The article states that Ciphergen’s ProteinChip Arrays are “basic” and can be used in “ordinary” labs. Our ProteinChip Systems and Arrays were intentionally designed to provide such ease-of-use that they can be used by the benchtop scientist. However, merely because our biochips are easy to use does not mean that they have inferior or lower level performance. Ciphergen’s ProteinChip Arrays incorporate advanced surface chemistries that result from our continuous research and development in SELDI (Surface Enhanced Laser Desorption/Ionization) technology. These biochips are routinely used in large-scale discovery and validation studies as part of collaborative services conducted through our Biomarker Centers...The article also states, “Ciphergen chips do not allow identification of proteins.” This is simply not true. Our customers routinely identify proteins captured on our ProteinChip Arrays using either our ProteinChip Systems or our ProteinChip tandem MS interface. Finally, your article implied that Ciphergen has not developed pattern recognition capability. In fact, Ciphergen’s ProteinChip Biomarker System, introduced in 2001, incorporates Biomarker Patterns software as an essential component. This software uses powerful clustering algorithms to identify patterns of biomarker expression that differentiate classes of biological samples.

 

Applied Biosystems has said that the SNP genotyping system mentioned in the March 22 BioArray News article, “Illumina Hopes to Sow the Beads of a Second Microarray Revolution,” is not going to be called Lite Brite: this is just an in-house project name.
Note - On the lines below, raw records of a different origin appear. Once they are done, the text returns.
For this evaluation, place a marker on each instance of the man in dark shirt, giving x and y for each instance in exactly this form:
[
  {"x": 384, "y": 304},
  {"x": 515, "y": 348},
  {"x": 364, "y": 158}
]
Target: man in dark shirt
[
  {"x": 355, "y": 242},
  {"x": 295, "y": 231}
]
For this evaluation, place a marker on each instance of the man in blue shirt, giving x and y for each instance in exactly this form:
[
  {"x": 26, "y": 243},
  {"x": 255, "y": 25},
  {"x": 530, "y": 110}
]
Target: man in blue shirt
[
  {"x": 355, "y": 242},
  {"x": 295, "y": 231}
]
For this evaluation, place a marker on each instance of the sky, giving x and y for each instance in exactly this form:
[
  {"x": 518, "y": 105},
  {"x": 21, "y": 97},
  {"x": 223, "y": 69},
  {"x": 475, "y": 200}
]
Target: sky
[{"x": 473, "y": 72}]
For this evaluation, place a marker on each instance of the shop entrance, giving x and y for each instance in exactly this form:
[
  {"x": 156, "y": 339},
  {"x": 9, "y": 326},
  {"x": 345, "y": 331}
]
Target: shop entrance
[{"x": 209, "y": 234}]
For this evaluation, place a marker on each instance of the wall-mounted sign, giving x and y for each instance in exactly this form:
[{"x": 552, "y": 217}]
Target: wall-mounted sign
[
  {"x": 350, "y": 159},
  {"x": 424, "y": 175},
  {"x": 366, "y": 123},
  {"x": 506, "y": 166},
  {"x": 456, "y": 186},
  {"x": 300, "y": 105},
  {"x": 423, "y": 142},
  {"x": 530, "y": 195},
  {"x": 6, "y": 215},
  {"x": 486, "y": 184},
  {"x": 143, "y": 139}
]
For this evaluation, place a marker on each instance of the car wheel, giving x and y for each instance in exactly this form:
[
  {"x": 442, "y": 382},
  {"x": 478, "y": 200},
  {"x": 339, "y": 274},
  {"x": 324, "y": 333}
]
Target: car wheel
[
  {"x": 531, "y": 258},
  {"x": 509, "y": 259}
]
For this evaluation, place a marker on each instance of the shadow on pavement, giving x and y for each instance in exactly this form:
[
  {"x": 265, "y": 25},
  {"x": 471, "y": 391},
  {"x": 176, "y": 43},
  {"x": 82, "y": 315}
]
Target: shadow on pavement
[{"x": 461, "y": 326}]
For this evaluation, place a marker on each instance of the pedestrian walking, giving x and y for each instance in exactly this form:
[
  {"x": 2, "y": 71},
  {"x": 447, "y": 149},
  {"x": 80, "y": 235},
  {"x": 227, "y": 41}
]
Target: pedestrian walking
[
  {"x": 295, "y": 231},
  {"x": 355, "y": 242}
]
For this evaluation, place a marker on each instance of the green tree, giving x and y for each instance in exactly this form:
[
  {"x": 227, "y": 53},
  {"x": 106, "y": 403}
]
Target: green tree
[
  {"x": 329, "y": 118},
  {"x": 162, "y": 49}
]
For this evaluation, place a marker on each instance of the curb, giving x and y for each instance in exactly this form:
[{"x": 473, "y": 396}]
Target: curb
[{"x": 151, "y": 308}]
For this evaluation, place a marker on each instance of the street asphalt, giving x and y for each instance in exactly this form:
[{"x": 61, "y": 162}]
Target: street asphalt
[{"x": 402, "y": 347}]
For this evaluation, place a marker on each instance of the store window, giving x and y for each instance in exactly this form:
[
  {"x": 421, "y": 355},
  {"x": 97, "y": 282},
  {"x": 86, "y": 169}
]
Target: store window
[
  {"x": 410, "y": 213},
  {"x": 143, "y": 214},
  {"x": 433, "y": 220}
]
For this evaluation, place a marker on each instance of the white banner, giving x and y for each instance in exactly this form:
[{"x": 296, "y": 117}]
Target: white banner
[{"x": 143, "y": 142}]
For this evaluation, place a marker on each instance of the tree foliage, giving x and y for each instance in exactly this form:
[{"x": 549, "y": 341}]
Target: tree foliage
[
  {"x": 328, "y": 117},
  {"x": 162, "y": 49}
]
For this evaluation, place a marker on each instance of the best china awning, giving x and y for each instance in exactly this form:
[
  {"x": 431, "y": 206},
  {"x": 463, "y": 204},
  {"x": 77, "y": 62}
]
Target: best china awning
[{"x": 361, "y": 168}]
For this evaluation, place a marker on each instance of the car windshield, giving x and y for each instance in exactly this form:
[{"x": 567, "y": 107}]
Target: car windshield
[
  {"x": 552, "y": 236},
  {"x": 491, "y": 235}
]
Second, ABI said it is supplying its Oligonucleotide Ligase Assay (OLA) to the genotyping system. The assay, which is highly multiplexed, will play a key role, along with Illumina’s arrays in enabling users of the system to do "ultra high-throughput SNP genotyping" at a cost far below what current systems offer, ABI said. The system will do 141,696 genotypes per plate and is slated for an August launch.